A late July report on facial recognition algorithms and masked faces by federal researchers at the National Institute of Standards and Technology, or NIST, confirmed that many pre-Covid algorithms were not up to the task. The most accurate facial recognition algorithms that the lab tested failed to make a correct match between 5% and 50% of the time.

There was one key caveat, however: All the algorithms NIST tested were submitted before mid-March. In the months since then, a number of artificial intelligence companies have said they’re working to ensure their facial recognition technology can figure out who is behind the mask.

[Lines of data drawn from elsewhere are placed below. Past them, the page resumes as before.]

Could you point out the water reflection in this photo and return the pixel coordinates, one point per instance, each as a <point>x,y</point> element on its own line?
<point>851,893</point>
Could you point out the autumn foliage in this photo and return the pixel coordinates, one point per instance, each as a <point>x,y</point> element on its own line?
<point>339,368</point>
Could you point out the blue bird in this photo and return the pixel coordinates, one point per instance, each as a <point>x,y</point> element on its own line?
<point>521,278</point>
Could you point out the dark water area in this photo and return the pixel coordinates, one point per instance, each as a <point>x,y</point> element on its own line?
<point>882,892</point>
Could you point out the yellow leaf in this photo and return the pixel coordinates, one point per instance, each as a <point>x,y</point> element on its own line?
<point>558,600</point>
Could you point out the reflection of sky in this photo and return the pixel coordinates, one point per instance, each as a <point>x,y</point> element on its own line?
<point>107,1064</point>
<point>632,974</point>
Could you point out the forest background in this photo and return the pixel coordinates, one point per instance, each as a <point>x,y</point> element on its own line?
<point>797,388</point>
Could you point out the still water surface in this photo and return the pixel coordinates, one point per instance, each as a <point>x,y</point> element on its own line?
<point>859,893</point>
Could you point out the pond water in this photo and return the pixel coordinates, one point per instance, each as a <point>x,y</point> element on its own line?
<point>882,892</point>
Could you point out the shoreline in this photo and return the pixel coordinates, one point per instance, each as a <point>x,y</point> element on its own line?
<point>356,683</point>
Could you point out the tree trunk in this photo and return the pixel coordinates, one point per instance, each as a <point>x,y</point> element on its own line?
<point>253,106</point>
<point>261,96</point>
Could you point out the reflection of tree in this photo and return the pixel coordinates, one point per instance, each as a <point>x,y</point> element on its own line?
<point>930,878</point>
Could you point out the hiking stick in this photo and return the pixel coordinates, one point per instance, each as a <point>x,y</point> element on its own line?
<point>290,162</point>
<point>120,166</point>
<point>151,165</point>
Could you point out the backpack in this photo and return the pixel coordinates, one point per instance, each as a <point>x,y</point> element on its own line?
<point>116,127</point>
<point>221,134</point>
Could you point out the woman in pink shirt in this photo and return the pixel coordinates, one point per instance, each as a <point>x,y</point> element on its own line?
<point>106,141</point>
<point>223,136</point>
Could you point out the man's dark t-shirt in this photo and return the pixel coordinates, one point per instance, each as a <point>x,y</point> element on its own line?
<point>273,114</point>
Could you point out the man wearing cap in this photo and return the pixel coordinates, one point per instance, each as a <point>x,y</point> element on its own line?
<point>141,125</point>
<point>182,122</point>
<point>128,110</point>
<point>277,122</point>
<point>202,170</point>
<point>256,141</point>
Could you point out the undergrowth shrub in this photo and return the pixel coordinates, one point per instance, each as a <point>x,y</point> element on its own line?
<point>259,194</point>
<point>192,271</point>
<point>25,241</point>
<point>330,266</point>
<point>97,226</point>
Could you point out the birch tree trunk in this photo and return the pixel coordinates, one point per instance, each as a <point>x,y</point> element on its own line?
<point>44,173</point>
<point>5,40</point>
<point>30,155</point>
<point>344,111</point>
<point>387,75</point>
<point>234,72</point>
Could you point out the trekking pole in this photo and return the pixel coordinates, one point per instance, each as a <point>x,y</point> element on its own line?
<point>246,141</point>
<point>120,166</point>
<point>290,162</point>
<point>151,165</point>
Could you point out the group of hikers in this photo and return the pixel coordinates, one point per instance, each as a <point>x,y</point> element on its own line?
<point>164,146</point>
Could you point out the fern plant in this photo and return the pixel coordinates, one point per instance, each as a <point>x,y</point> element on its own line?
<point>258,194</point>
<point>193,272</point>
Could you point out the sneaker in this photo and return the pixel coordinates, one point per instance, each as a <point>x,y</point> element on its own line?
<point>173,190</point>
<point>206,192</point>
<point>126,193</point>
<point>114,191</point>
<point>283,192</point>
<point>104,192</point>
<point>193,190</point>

This spring, as the pandemic worsened, Tech5 cofounder Rahul Parthe started getting questions from customers about masks. Specifically, they wanted to know whether the accuracy of Tech5’s facial-recognition software would be hampered by facial coverings.

Tech5, which is based in Geneva, Switzerland, sells face, fingerprint and iris-recognition technologies to customers ranging from healthcare companies to law enforcement. Even before the pandemic, Parthe said, the company’s technology had to deal with recognizing partly concealed faces, whether by religious face coverings or masks, which have been fairly common in southeast Asia for years.

Nonetheless, its facial recognition technology appeared to perform worse with a mask — at least for the Tech5 algorithm NIST tested. The algorithm ranked in the top 10 on NIST’s list, but it was still better at identifying non-masked faces than masked ones. Parthe said this algorithm was designed to identify someone who might be wearing big sunglasses or sporting facial hair they didn’t have on a stored picture; it was not specifically meant to deal with face masks.

Even before COVID, Parthe said, the company was researching recognition technology that concentrates on the eyes and forehead, which it wants to combine with iris recognition to identify people. (Iris recognition requires a special scanner and tends to cost more than facial recognition.) Now, with an increasing number of requests for facial recognition software that works well with masks, TECH5 is working on a new algorithm that will ignore the face below the nose in a picture.